Tuesday, January 16, 2024

new article w/Mark Lemley: First Amendment Neglect in SCOTUS IP Cases

First Amendment Neglect in Supreme Court Intellectual Property Cases

Mark A. Lemley & Rebecca Tushnet (forthcoming, Supreme Court Review)

Abstract

The Supreme Court decided two cases of central importance to free speech during the 2022 term – in both cases without addressing the First Amendment implications. In Andy Warhol Foundation v. Goldsmith, the Court upheld a ruling that Andy Warhol’s reworkings of Lynn Goldsmith’s photograph of the artist Prince into highly stylized silkscreens and drawings were not transformative, and thus were unfair, at least when images of the artworks were licensed to illustrate articles about Prince. In Jack Daniel’s v. VIP Products, the court found that a parody dog toy in the general shape of a Jack Daniel’s bottle, with the label “Bad Spaniels,” deserved no special protection for its parody against Jack Daniel’s trademark claim.
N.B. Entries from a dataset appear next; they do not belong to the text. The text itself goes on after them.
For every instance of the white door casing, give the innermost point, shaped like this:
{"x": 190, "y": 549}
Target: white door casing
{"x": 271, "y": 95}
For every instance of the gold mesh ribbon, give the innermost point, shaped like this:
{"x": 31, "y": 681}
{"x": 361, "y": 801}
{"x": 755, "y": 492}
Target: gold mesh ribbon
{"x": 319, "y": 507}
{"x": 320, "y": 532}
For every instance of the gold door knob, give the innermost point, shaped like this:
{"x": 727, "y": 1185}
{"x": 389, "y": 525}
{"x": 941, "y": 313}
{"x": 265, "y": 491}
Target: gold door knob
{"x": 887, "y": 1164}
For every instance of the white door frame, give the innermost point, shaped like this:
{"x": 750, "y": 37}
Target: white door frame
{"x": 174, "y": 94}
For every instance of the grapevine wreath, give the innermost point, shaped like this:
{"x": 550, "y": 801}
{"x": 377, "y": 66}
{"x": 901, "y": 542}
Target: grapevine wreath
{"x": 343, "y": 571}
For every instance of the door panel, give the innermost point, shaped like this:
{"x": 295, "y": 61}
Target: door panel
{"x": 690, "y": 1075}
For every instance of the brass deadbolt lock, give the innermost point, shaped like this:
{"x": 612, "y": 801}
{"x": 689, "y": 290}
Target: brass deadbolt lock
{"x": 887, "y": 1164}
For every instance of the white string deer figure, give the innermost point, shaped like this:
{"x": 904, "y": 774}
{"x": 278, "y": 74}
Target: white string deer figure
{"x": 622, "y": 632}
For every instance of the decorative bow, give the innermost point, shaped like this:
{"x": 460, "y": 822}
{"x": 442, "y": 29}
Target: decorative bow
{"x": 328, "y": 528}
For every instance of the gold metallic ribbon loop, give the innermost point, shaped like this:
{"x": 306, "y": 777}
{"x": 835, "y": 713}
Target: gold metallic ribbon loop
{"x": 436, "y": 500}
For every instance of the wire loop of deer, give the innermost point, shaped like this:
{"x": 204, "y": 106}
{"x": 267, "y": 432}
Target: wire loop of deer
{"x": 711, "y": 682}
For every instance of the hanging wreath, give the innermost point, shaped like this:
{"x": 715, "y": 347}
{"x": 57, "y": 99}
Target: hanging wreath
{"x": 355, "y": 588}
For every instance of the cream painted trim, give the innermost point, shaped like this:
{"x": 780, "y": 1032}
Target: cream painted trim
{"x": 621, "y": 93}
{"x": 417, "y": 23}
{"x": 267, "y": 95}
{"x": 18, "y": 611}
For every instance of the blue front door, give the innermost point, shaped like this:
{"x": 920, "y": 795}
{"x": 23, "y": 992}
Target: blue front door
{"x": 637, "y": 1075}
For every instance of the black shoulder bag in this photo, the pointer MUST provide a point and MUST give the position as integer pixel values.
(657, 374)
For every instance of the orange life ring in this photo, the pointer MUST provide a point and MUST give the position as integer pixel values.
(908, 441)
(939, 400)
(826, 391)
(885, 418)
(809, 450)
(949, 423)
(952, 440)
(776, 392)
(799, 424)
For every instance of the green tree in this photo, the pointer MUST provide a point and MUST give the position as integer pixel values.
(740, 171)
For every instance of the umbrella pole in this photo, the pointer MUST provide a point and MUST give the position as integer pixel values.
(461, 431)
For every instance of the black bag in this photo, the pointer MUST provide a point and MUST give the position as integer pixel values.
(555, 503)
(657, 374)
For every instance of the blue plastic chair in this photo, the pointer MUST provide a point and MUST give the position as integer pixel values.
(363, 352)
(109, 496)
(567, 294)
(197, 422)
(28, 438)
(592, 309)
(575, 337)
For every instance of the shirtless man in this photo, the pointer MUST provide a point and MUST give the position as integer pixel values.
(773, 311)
The Court reached these results using ideas about the lesser status of profitable speech that it flatly rejected in other cases the same term, and with rationales that seem directly at odds with its First Amendment jurisprudence.

 In this article, we show that the Court’s decisions cannot be reconciled with its approach to any other area of speech, and that they are already having pernicious effects in the lower courts. We consider some possible explanations for the inconsistency: the possibility that the Court just doesn’t see First Amendment issues in IP cases; the possibility that a political realignment has left conservative justices less enchanted with speech in the marketplace; and the possibility that this is part of a broader trend away from holding courts to the same constitutional standard as the other branches of government, combined with statutes that leave room for substantial judicial discretion in individual cases. Whatever the explanation or explanations, the decisions in Warhol and Jack Daniel’s to cut back dramatically on judicially-created speech-protective rules may have the ironic effect of forcing the Court to confront directly the constitutional fragility of much modern IP law.